Computational chemistry has come a long way in the last two decades. Novel
quantum chemical methods, such as Density Functional Theory (DFT), have given
access to efficient and quite accurate computer
models that can help understanding and predicting complex chemical reactions. The
advent of high performance computer hardware has allowed the size of molecules
that can be treated routinely to increase up to 200
atoms. In the next few years, this number will likely double and continue to
increase. While DFT is still far away from being perfect, the combination of
acceptable accuracy and consistency made it the method of choice for large scale
simulations in chemistry.
The improvement in the quality of the simulation comes at a high price, however.
The results of small and simple calculations in the past could be analyzed in
great detail giving an in-depth understanding of the electronic structure at
least in a qualitative sense and rational predictions could be made. For example, simple ligand field theory
combined with basic group theory can explain the molecular structure of entire classes of organometallic
compounds in addition to providing a rationale for the basic pattern of their
spectroscopic properties. Whereas modern electronic structure calculations are
more sophisticated and often give quantitatively reliable
predictions for the specific model, the underlying electronic structure
becomes so complicated that general trends can rarely be recognized. Even with an
accurate model calculation at hand rational predictions of what effect simple alterations of the ligand might have are
practically impossible.
Unlike in the experimental world, the realm of quantum chemistry is infinitely
precise (not to be mistaken with infinitely accurate!). If the computer model
predicts a certain reaction energy profile with a set of structures and
energies, we can at least in principle analyze the data to a point where every
bit of the energy and structure is accounted for. Such an analysis
becomes quickly very hard to do with increasing size of the computer model and
the latest trend is that computational chemistry often used as a 'black-box'
tool that gives optimized structures and energies. We believe
computational chemistry can do much more and the key to success lies
in changing the way quantum chemical data is analyzed today. We would like to take full advantage of state of the art data mining and
data management technologies to increase the amount of chemical information we
can extract from quantum calculations. Furthermore, we would like to design an
artificial expert system that can use the information to make rational decisions and
suggest new strategies for the chemistry problem at hand.

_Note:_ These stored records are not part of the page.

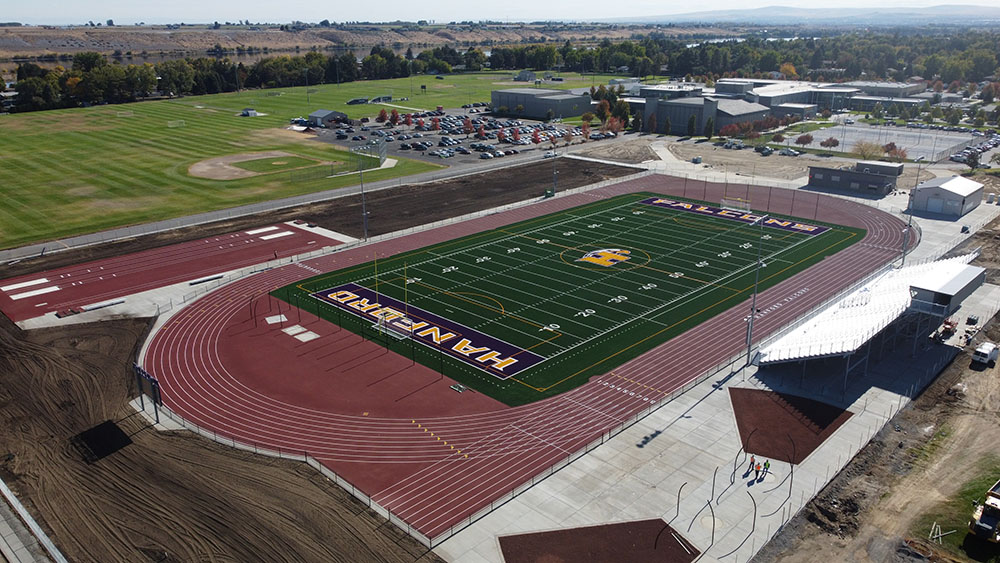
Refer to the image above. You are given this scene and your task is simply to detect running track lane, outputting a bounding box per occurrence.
[0,223,342,322]
[144,175,916,538]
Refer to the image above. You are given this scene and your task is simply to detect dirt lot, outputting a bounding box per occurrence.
[573,136,660,164]
[754,213,1000,563]
[0,161,636,279]
[0,158,634,563]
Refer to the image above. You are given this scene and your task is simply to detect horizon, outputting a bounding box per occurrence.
[7,0,995,27]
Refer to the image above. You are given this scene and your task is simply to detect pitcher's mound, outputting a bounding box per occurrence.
[500,519,699,563]
[729,387,853,464]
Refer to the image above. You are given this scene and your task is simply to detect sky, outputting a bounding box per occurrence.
[7,0,991,25]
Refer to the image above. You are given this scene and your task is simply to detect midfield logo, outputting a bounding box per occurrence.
[577,248,632,268]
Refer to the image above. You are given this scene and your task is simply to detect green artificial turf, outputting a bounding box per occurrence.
[273,194,864,405]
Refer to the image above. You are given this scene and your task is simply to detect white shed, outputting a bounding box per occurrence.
[913,176,983,219]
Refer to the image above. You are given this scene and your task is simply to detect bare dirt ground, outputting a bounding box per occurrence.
[188,151,293,180]
[0,158,635,563]
[573,137,660,164]
[754,214,1000,563]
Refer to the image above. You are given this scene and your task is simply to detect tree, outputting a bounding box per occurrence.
[595,100,611,123]
[852,141,885,160]
[819,137,840,149]
[964,151,979,170]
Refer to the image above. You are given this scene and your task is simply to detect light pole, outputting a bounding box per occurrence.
[744,215,767,368]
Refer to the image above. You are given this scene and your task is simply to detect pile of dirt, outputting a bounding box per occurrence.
[0,312,438,562]
[0,160,637,279]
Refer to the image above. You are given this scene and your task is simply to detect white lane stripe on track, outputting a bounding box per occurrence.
[0,278,49,292]
[10,285,59,301]
[260,231,295,240]
[244,225,278,235]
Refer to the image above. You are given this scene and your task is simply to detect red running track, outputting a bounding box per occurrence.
[144,175,916,540]
[0,223,342,322]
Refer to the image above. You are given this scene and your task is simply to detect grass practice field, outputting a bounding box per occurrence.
[0,90,438,248]
[273,194,863,405]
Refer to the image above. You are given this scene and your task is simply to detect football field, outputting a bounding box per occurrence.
[274,193,864,405]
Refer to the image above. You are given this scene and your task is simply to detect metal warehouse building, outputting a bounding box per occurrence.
[491,88,590,119]
[911,176,983,219]
[808,161,903,197]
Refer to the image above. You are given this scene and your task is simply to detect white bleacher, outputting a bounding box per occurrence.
[757,253,977,365]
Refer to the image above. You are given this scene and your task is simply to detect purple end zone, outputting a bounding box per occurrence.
[310,283,545,379]
[639,197,830,235]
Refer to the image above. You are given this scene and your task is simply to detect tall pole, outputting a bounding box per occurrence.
[358,152,368,240]
[744,215,767,368]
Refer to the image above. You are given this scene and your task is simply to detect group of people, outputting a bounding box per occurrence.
[746,454,771,481]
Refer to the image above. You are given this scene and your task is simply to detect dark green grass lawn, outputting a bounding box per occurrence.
[233,156,318,174]
[273,194,864,405]
[0,93,438,248]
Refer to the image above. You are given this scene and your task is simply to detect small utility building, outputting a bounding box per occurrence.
[912,176,983,219]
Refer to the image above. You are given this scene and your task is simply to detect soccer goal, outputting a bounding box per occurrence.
[721,197,750,212]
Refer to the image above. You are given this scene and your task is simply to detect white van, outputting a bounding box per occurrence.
[972,342,1000,365]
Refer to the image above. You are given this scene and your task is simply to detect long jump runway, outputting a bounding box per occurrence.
[143,175,916,544]
[0,222,352,322]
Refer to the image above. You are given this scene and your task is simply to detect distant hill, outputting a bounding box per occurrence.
[605,5,1000,26]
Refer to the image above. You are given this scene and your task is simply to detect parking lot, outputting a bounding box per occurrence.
[820,121,982,162]
[330,102,617,165]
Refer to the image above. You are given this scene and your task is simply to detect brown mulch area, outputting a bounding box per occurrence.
[729,388,853,464]
[499,519,699,563]
[0,159,638,279]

The artificial expert has three components:
A. Database as chemical memory: Rather than
conducting each of our studies as independent and separate projects, we treat each
computer simulation as an information and experience source that is processed
through a common interface, which also serves as a information indexing and data
warehousing facility.
Instead of being used only for one specific purpose of the particular study,
the computed wave functions are stored for additional analysis in the future
in a different framework. Thus, we build an expert databank with an
increasing number of chemical systems that have been studied from numerous
different aspects, ensuring transparency of the data to other
researchers of the team. Taking advantage of data sharing, each calculation increases the level of 'experience' of
the expert system extending the empirical knowledge base upon which new
hypothesis and chemical concepts will be derived. To allow real-time
access to each of the calculations, we make use of currently available
database engines, such as SQL-Server, rather than designing a proprietary
solution. The challenge lies in transforming quantum chemical data into a
data structure that enables making use of these technologies.

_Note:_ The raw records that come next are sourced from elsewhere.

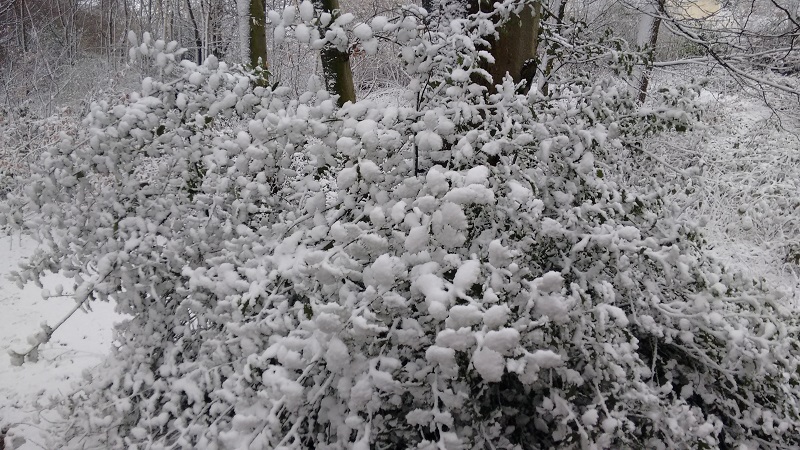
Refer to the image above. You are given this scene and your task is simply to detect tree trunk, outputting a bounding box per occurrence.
[541,0,568,96]
[636,0,664,104]
[314,0,356,106]
[249,0,269,70]
[469,0,542,90]
[186,0,203,64]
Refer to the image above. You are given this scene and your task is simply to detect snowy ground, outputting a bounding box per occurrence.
[0,236,121,449]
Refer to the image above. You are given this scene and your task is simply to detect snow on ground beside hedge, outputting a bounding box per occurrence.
[0,235,122,449]
[657,91,800,305]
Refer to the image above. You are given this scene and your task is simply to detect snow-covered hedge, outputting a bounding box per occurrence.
[3,2,800,449]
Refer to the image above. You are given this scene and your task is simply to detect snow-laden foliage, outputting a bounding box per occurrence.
[2,1,800,449]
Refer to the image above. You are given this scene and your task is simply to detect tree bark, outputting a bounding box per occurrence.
[248,0,269,70]
[637,0,664,104]
[541,0,568,96]
[186,0,203,64]
[314,0,356,106]
[469,0,542,90]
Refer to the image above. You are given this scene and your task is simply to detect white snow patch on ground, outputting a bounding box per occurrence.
[0,235,124,449]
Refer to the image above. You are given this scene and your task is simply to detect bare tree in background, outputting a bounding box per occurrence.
[314,0,356,105]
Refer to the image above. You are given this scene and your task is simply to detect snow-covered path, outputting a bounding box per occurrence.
[0,236,121,449]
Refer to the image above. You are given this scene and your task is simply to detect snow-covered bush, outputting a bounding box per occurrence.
[2,1,800,449]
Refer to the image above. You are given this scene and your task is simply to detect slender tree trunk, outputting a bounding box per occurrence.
[248,0,269,70]
[186,0,203,64]
[314,0,356,106]
[541,0,568,95]
[636,0,664,104]
[469,0,542,90]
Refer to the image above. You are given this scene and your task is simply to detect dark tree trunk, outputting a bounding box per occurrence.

B. Data Mining: A crucial component for increasing the yield of chemical
knowledge is extracting chemically meaningful data out of the large-scale
quantum chemical simulations without or with minimal human effort. As quantum
mechanical model systems become realistic in size millions of coefficients are
necessary to describe the final result in its raw form, i.e. the computed wave
function. The answer to almost all questions one might ask about the simulated system is hidden in these numbers. The challenge lies in distinguishing
data that are irrelevant for the specific question under investigation
from those that are important.
To carry out this task efficiently, we develop automatic data mining tools
that can process the molecular orbitals and trace changes and similarities
between chemically related molecules. We make heavy use of a range of
visualization techniques to enlarge the scope of our analysis while
maintaining a conceptual simplicity.
C. Towards Artificial Chemical Intelligence: The final and most demanding
part of our ultimate goal is designing an 'inference engine', which is a module
that can automatically formulate a hypothesis based on the data provided
by the two modules outlined above and determine which exploratory
calculations should be carried out to fill possible experience holes that
might exist in the databank. For example, if the task at hand calls for
increasing the stability of a given molecule towards oxidation, the
databank will first be consulted to determine which combination of
functional group and structural motif gave the desired trend in a
similar study previously. This process requires the ability of the system to both
recognize structural similarities and similarities of the problem, which
is a challenging question on its own right. Then the expert system will
determine a number of promising targets, build their prototype structures
and launch appropriate calculations with minimal human interaction.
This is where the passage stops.